Si ces sources permettent de préciser un certain nombre de points intéressants pour les spécialistes, l’intérêt du livre ne réside pas essentiellement dans sa présentation (souvent rapide, spécialement pour le cadre macroéconomique) des enchaînements économiques de cette période aujourd'hui bien connue. Sur ce plan, Mouré se rattache d'ailleurs d'emblée à ce qu'il appelle lui-même la "nouvelle orthodoxie" développée outre atlantique sous la houlette de Barry Eichengreen (Golden Fetters : the Gold Standard and the Great Depression, 1919-1939, Oxford: Oxford University Press, 1992) ou de Peter Temin (Lessons from the Great Depression, Cambridge : MIT Press, 1989), orthodoxie à laquelle il a contribué par ces précédents travaux (spécialement Managing the Franc Poincaré : Economic Understanding and Political Constraint in French Monetary Policy, 1926-1936, Cambridge : Cambridge University Press, 1991). L'originalité de l'ouvrage consiste à ne présenter l’échec du système monétaire international de l’entre-deux-guerres ni comme la conséquence inévitable des faiblesses inhérentes à un système de changes fixes, ni comme l’effet d’erreurs de politique monétaire, mais comme le résultat d’une illusion (la croyance en l’étalon-or), en un sens qui se dégage avec difficulté mais apparaît clairement à la fin du livre.
Mouré présente dès le premier chapitre l’hypothèse que même l’étalon-or classique était largement une illusion si on le conçoit comme un système monétaire international cohérent : en effet, il s’est construit en partie par hasard, et les pays participants n’ont jamais eu son bon fonctionnement pour objectif. Bien que cette interprétation s'appuie sur des travaux récents de grande qualité, elle néglige le rôle qu’ils accordent aux arbitragistes privés et à la circulation monétaire interne des métaux précieux dans les ajustements macroéconomiques (ajustements ni spontanés, ni sans coûts d’ailleurs), et surévalue le rôle des banques centrales dont les maigres marges d’action dépendaient d’une crédibilité cher acquise.

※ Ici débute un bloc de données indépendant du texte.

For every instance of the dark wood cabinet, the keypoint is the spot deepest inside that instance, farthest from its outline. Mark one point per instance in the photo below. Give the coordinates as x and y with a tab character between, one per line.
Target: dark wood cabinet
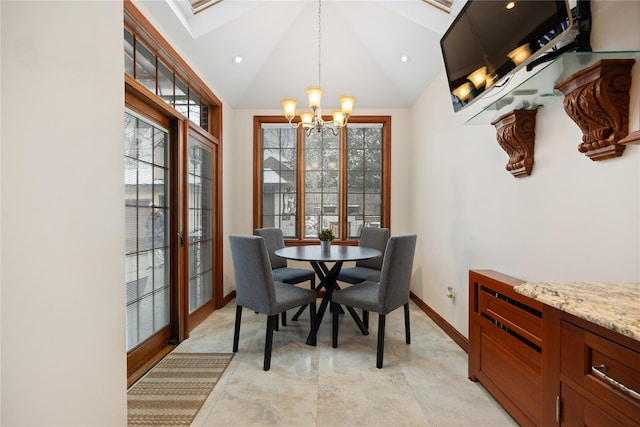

En confrontant ces éléments à la théorie des « règles du jeu » largement imposée au lendemain de la guerre, Mouré aurait précisé quel étalon-or il analysait, révélé le rôle renforcé des banques centrales à partir de la guerre et de ce fait mieux historicisé son sujet. Il aurait sans doute aussi mieux évité les pièges de la critique de l’étalon-or comme régime (une généralisation d’économistes, qu’il souhaite éviter) et de l’autre « illusion » corrélative, celle d'une gestion monétaire optimale par des autorités monétaires toujours bienveillantes et efficaces.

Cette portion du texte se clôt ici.